Contos

Relâmpago

Fernanda Stéfano




Fernanda Stéfano

As luzes da Paulista em dezembro davam ao céu as estrelas que a poluição escondia. Eu as contemplava entre um semáforo e outro através da janela meio aberta, donde um ventinho entrava trazendo cheiro de chuva. Foi quando o céu se abriu num clarão, lançando gotas violentas contra o para brisas e me pareceu que delas, vinha também à ordem repentina:

– Destrave as portas. – disse uma voz que não era da chuva.

Um segundo apenas. O sujeito se instalou no banco traseiro entre o apagar e ascender dos enfeites, tão rápido quanto os raios que disputavam o céu com a decoração. Senti um arrepio gélido em meu pescoço, provocado pelo objeto contra ele empunhado e meu raciocínio pareceu congelar. Então simplesmente obedeci.

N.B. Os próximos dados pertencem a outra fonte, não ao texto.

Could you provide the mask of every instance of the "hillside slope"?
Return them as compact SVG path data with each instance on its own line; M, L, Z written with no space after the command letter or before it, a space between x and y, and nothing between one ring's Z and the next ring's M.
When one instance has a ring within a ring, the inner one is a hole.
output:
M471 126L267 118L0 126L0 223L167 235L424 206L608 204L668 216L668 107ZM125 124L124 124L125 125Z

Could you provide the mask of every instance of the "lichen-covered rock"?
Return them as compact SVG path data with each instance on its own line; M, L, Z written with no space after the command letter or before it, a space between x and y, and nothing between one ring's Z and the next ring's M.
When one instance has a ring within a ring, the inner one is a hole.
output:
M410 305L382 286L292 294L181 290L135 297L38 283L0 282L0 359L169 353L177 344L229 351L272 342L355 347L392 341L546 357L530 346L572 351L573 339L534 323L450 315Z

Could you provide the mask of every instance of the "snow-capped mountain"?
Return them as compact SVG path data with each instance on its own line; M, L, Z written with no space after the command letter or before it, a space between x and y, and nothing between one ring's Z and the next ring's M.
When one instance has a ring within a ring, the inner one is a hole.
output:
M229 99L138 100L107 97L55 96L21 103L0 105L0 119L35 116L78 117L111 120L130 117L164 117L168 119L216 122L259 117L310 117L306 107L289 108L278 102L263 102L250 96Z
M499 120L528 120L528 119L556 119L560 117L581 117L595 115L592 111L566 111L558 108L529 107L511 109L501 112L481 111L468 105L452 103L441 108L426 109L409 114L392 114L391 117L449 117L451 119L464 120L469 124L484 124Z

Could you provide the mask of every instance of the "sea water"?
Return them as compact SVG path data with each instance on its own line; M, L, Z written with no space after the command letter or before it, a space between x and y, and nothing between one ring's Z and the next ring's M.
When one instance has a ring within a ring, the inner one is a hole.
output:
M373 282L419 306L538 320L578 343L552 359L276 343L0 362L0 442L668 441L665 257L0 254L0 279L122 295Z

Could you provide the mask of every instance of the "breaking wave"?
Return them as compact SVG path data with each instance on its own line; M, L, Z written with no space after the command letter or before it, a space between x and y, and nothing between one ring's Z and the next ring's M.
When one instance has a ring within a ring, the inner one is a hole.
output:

- Abriu. Siga em frente. – a luz verde do farol sobressaiu-se de repente a todas as outras, liberando a passagem e travando minha garganta. Tentei dizer: - Leve tudo. Pode levar. Mas, ao invés disso, permaneci mudo, guiado pela voz que comandava meus movimentos.

- Dobre a próxima à esquerda e estacione no posto de gasolina. – as instruções eram em tom suave, em contraste com o frio agressivo do metal na minha pele. Eu obedecia, impassível. – Saia devagar. Vamos andando.

O objeto aterrador, oculto sob um casaco preto, agora roçava minha espinha. O sujeito na retaguarda me guiava até a loja de conveniência. Olhei em volta. Um dos frentistas conversava com a moça do balcão. Meus olhos gritam, mas nenhum deles parece escutar. Enquanto eu aperto os botões que compõe minha senha no caixa eletrônico num dos cantos do estabelecimento, mais um estrondo nos céus sacode meus pensamentos. Eu apenas obedeço.

- Pronto, vamos voltar. Caminhe devagar. – continuamos a peregrinação - Próxima esquerda. Agora à direita. Encoste ali na frente. Pare aqui. Esquerda novamente...

Outro trovão, mais um caixa vinte quatro horas, muitas outras luzes. Com as mãos estrangulando o volante e não juntas em reza, apelei para o divino quando o brilho delas destacou o menino Jesus do presépio armado no canteiro central próximo ao relógio que apontava três da manhã. Comecei a sussurrar uma oração e foi então que o espelho retrovisor refletiu atrás de nós uma nova luz.
- Acelera. – eu obedecia.

A luz vem engrossada pelo som da sirene e se mantém em nosso encalço. Minha reza acompanha a velocidade. A chuva, a entonação da voz no comando e o suor que me encharca o jaleco. Tudo parece crescer.

- Acelera! - eu obedeço à ordem, que agora é grito. Gritavam também as nuvens, os pneus e a sirene logo atrás.

Novamente um segundo. Mais uma luz rasga o céu na vertical e o estampido seco entre a sirene e o trovão rasga em mim. Tudo feito relâmpago. Não pude ver de onde veio o dono da voz, nem o som, nem a bala, nem o vermelho inundando o branco do jaleco. Agora faz silêncio e todas as luzes parecem vir apenas do céu.